M. Charest a prévenu les initiateurs qu'ils avaient la responsabilité «d'encadrer» les manifestations. En vertu de la loi 78, les responsables doivent fournir à la police un préavis de huit heures comportant en outre le trajet emprunté.

«C'est à ces personnes-là que revient la première responsabilité et je m'attends à ce qu'elles l'assument totalement», a-t-il dit.

Pour la suite des choses, le premier ministre a assuré que la porte du gouvernement demeurait ouverte pour une reprise des discussions avec les représentants étudiants. Ces derniers devront toutefois renoncer au gel ou au moratoire sur les droits de scolarité, a-t-il fait comprendre.

«Ce n'est pas ce qu'il nous faut au Québec. L'avenir n'est pas dans le gel ni dans le moratoire», a estimé M. Charest.

Jusqu'ici, les efforts consentis par Québec, comme l'étalement de la hausse des droits de scolarité sur sept ans, les bonifications apportées au régime des prêts et bourses et l'introduction d'un mécanisme de remboursement de la dette proportionnel au revenu, n'ont pas permis de dénouer l'impasse.

Le gouvernement fera tout pour régler avec les étudiants et rétablir la paix sociale mais «pas à n'importe quel prix», a averti le premier ministre.

L'appel au calme du chef du gouvernement au lendemain de la suspension des pourparlers coïncidait par ailleurs avec un changement de garde à la tête de la Fédération étudiante collégiale (FECQ).

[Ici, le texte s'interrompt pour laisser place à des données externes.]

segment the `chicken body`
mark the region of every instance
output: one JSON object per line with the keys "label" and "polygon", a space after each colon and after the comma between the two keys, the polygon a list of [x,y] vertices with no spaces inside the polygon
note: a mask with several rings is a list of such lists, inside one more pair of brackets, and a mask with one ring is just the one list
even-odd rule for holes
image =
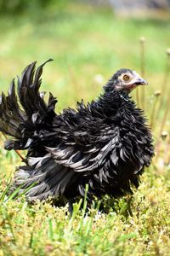
{"label": "chicken body", "polygon": [[86,184],[89,201],[132,193],[154,154],[143,112],[128,96],[145,81],[122,69],[98,100],[58,114],[56,99],[50,94],[46,103],[39,92],[44,64],[36,73],[36,62],[25,69],[18,81],[19,99],[14,81],[8,95],[2,95],[0,130],[14,137],[5,148],[28,149],[27,165],[18,167],[12,189],[21,185],[22,192],[34,183],[26,192],[30,201],[83,197]]}

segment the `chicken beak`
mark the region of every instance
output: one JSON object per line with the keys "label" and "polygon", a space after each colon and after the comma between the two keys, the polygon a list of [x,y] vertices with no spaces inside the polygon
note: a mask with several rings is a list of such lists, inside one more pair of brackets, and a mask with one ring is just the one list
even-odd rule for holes
{"label": "chicken beak", "polygon": [[139,79],[135,84],[138,85],[148,85],[148,83],[144,79]]}

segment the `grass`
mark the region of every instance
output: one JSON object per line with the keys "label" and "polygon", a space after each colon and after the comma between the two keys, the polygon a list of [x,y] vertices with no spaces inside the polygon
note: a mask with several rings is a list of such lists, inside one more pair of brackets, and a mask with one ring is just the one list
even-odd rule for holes
{"label": "grass", "polygon": [[[30,206],[24,195],[16,200],[7,196],[14,166],[20,160],[14,152],[3,148],[2,137],[0,255],[169,254],[169,55],[166,49],[170,46],[170,23],[166,19],[125,20],[107,9],[74,1],[58,1],[39,12],[28,9],[20,17],[1,16],[0,89],[7,90],[10,79],[28,63],[53,57],[54,61],[45,67],[42,90],[58,96],[57,111],[74,107],[82,97],[86,102],[95,98],[120,67],[142,72],[139,38],[144,37],[144,77],[150,83],[144,90],[144,109],[152,122],[157,155],[133,196],[105,198],[107,214],[98,212],[94,207],[87,215],[85,205],[79,211],[77,202],[70,218],[66,207],[54,207],[50,202]],[[158,90],[161,96],[154,94]],[[135,91],[133,96],[136,97]],[[167,133],[161,135],[164,130]]]}

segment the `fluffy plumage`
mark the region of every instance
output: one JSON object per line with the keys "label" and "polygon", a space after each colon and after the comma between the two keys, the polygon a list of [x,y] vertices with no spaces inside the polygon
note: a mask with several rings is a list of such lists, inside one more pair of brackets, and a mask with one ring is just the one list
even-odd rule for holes
{"label": "fluffy plumage", "polygon": [[18,96],[13,80],[8,96],[1,96],[0,131],[13,137],[5,148],[28,149],[28,165],[18,168],[13,189],[35,183],[26,192],[30,201],[84,196],[86,183],[89,200],[132,193],[154,154],[143,112],[128,96],[145,81],[121,69],[96,101],[56,113],[56,98],[50,93],[46,103],[39,92],[45,63],[36,72],[36,62],[24,70]]}

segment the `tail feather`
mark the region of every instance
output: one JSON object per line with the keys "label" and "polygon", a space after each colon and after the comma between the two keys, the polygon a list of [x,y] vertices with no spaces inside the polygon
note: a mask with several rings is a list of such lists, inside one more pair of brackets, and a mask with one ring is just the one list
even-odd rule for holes
{"label": "tail feather", "polygon": [[6,149],[26,149],[37,144],[41,135],[51,132],[57,102],[50,93],[48,103],[39,92],[43,66],[36,70],[36,62],[28,65],[18,78],[17,95],[13,79],[6,96],[0,96],[0,131],[14,137],[5,143]]}

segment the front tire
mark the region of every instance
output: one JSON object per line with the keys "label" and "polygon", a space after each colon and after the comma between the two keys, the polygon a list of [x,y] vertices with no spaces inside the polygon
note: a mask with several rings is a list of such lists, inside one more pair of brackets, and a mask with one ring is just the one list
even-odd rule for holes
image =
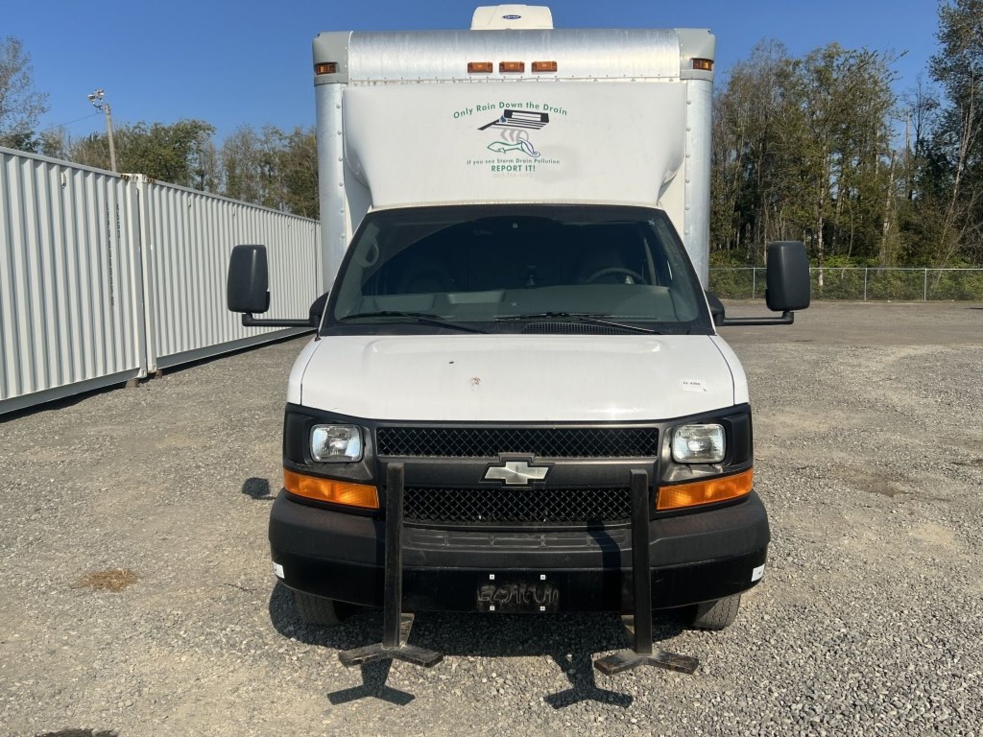
{"label": "front tire", "polygon": [[696,604],[687,613],[687,624],[697,630],[723,630],[734,623],[740,610],[740,595]]}
{"label": "front tire", "polygon": [[351,611],[340,601],[296,590],[294,591],[294,607],[304,624],[341,624],[351,616]]}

Arrivé au terme de son mandat de deux ans, Léo Bureau-Blouin a passé officiellement vendredi la main à Éliane Laberge, âgée de 19 ans, étudiante au collège Rosemont.

«Je souhaite bien sûr que Mme Laberge puisse réussir là ou moi j'ai échoué, soit mener ce conflit à un règlement», a dit M. Bureau-Blouin aux côtés de la nouvelle dirigeante de la FECQ.

Néanmoins, le président sortant a dit quitter ses fonctions avec la conviction «d'avoir poussé le plus loin» possible les efforts pour en arriver à une entente.

Quant à elle, Mme Laberge a exprimé sa volonté de plonger immédiatement dans la mêlée à la recherche d'une sortie de crise.

«Ma volonté de résoudre la crise est aussi grande que celle de mon prédécesseur. Mon premier acte comme présidente de la FECQ sera de contacter le cabinet de la ministre Courchesne», a-t-elle dit.